Profughi, chiusa la rotta dei Balcani: ora si teme l’invasione della Puglia
Un fiume umano che non si ferma in Grecia. Sono più di mille i migranti che ieri hanno rotto le recinzioni del campo di Diavata, mettendosi in marcia verso Idomeni, al confine con la Macedonia. È una colonna di disperazione e determinazione, con uomini, donne, bambini pronti ad affrontare la polizia alla frontiera, pur di avanzare nel viaggio della speranza attraverso l’Europa. Mentre da Bruxelles il commissario all’Immigrazione Dimitris Avramopoulos lancia l’allarme: se non ci saranno risultati concreti nei prossimi giorni nella messa in pratica delle soluzioni europee, “c’è il rischio che l’intero sistema” europeo “collassi”. E il fronte più esposto è quello che dall’Albania può portare verso l’Iralia, con sbarchi in Puglia, migliaia di disperati bloccati dalla chiusura della rotta dei Balcani.
I Balcani chiusi dirottano i migranti verso l’Italia
“La situazione sulla rotta dei Balcani occidentali è davvero critica. La possibilità di una crisi umanitaria su larga scala è molto reale e molto vicina”, ha avvertito Avramopoulos al termine della riunione dei ministri dell’Interno Ue, dove è emersa l’ennesima spaccatura, con i Paesi dell’est e l’Austria che ormai pensano solo a blindare i confini, tagliando fuori la Grecia. Nella penisola ellenica le recenti azioni unilaterali dei Paesi balcanici, che alla frontiera macedone bloccano anche i profughi siriani privi di documenti in regola, fanno sentire tutti i loro effetti negativi. E Bruxelles sta lavorando con l’Alto commissario Onu per i rifugiati (Unhcr) Filippo Grandi ad un piano d’emergenza umanitario. «Non accetteremo di diventare il Libano d’Europa e un magazzino di anime», ha protestato il viceministro per l’Immigrazione greco Ioannis Mouzalas, furibondo per il trattamento riservato al suo Paese, escluso dal vertice organizzato ieri dall’Austria a Vienna. Per questo Atene ha anche richiamato in patria per consultazioni il suo ambasciatore nella capitale austriaca. Alla riunione con i colleghi Ue Mouzalas si è ritrovato più volte sul banco degli imputati, dove lo hanno inchiodato i quattro ministri dei Visegrad – il polacco Mariusz Blaszczak, lo slovacco Robert Kalinak, l’ungherese Sandor Pinter, il ceco Milan Chovanec – ma anche quello austriaco Johanna Mikl-Leitner, con la quale lo scambio è stato se possibile ancora più acceso. In difesa del greco hanno parlato Angelino Alfano, il francese Bernard Cazeneuve e il tedesco Thomas de Maiziere, che con la Commissione Ue premono per l’attuazione delle soluzioni europee. Ma la situazione è tesissima.
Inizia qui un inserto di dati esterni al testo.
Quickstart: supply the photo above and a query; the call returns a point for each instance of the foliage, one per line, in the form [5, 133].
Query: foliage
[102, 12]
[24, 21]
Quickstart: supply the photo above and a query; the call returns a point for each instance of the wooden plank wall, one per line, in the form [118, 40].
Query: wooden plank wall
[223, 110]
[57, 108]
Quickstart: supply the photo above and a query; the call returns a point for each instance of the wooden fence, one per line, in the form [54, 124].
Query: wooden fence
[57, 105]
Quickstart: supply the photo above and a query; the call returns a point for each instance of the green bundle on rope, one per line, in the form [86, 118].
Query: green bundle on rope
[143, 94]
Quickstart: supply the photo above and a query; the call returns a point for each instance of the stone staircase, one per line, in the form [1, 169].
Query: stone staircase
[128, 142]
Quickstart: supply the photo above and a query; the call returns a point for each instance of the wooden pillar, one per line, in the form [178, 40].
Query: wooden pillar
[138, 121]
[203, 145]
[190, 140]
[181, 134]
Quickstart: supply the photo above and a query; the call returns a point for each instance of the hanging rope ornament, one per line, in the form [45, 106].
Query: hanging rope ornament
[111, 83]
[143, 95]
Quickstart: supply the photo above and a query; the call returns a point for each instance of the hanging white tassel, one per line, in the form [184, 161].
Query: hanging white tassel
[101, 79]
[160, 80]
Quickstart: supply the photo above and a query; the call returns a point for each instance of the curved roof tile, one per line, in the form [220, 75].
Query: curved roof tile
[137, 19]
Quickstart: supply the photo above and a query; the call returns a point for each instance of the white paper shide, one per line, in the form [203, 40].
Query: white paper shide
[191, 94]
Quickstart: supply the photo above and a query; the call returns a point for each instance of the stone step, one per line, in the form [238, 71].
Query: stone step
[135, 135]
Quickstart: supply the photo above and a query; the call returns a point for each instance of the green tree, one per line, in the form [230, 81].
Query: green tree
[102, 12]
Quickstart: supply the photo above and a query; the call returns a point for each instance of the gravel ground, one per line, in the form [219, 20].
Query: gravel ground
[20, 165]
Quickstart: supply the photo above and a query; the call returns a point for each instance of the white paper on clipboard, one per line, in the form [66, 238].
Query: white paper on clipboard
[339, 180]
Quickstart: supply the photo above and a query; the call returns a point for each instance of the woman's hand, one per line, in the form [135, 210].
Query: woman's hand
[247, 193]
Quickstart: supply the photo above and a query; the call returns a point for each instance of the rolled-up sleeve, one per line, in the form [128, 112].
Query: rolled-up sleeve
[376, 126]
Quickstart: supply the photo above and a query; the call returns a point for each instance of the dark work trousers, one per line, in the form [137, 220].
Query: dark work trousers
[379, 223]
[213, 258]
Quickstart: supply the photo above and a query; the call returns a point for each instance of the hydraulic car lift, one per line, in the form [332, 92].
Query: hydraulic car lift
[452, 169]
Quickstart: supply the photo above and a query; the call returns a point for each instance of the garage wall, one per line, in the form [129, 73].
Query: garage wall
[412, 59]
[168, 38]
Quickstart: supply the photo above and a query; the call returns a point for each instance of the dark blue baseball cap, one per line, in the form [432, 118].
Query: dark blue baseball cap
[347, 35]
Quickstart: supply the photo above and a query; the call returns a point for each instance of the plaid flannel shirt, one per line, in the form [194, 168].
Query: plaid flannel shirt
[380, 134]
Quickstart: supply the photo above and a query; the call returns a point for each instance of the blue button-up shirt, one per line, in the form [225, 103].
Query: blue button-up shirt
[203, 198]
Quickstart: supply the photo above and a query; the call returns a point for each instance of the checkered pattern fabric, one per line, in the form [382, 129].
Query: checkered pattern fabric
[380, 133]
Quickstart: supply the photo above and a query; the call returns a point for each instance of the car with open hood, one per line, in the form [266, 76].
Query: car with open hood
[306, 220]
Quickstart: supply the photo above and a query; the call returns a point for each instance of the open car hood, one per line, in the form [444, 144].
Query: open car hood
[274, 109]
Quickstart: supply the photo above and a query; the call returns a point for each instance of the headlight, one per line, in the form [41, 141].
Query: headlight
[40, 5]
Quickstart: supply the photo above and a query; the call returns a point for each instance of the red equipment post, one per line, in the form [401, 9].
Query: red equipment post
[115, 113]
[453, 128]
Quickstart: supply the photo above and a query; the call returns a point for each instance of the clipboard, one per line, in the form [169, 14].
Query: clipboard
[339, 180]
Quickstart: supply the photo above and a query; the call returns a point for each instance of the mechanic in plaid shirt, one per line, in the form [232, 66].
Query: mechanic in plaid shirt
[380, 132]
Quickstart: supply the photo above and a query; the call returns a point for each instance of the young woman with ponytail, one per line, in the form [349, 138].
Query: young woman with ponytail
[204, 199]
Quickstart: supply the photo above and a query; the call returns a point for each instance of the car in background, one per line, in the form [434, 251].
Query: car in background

La Ue non trova una soluzione unitaria
Tra dieci giorni ci sarà infatti un nuovo vertice straordinario dei leader dei 28 sulla crisi dei profughi con la Turchia. All’inviato di Ankara i ministri dell’Unione hanno chiesto di ridurre drasticamente i flussi entro quella data e se per il 7 marzo non saranno stati drasticamente ridotti “si dovranno trovare altre misure e fare nuovi piani di emergenza”, ha avvertito il ministro dell’Immigrazione olandese Klaas Dijkhoff. “Con i muri si generano solo illusioni”, ha evidenziato Alfano, che è tornato alla carica sulla necessità di rivedere il regolamento di Dublino. E’ “inaccettabile” l’idea di risolvere i problemi “sulle spalle di altri Paesi”, ha affermato De Maiziere. Mentre Cazneuve – risentito dai controlli alle frontiere imposte dal Belgio per lo smantellamento della ‘Giungla’ di Calais senza preavviso – ha detto “no alle politiche che mettano in difficoltà la Grecia”. «I Paesi europei devono intensificare il trasferimento dei richiedenti asilo da Italia e la Grecia e il loro re-insediamento dalle zone di conflitto e i paesi confinanti», dice il commissario per i diritti umani del Consiglio d’Europa, Nils Muiznieks, cheritiene necessario che i Paesi europei adottino per far fronte alla situazione sempre più drammatica dei rifugiati. «I Paesi europei chiudendo i loro confini ai richiedenti asilo stanno affondando in un circolo sempre più vizioso» afferma Muiznieks.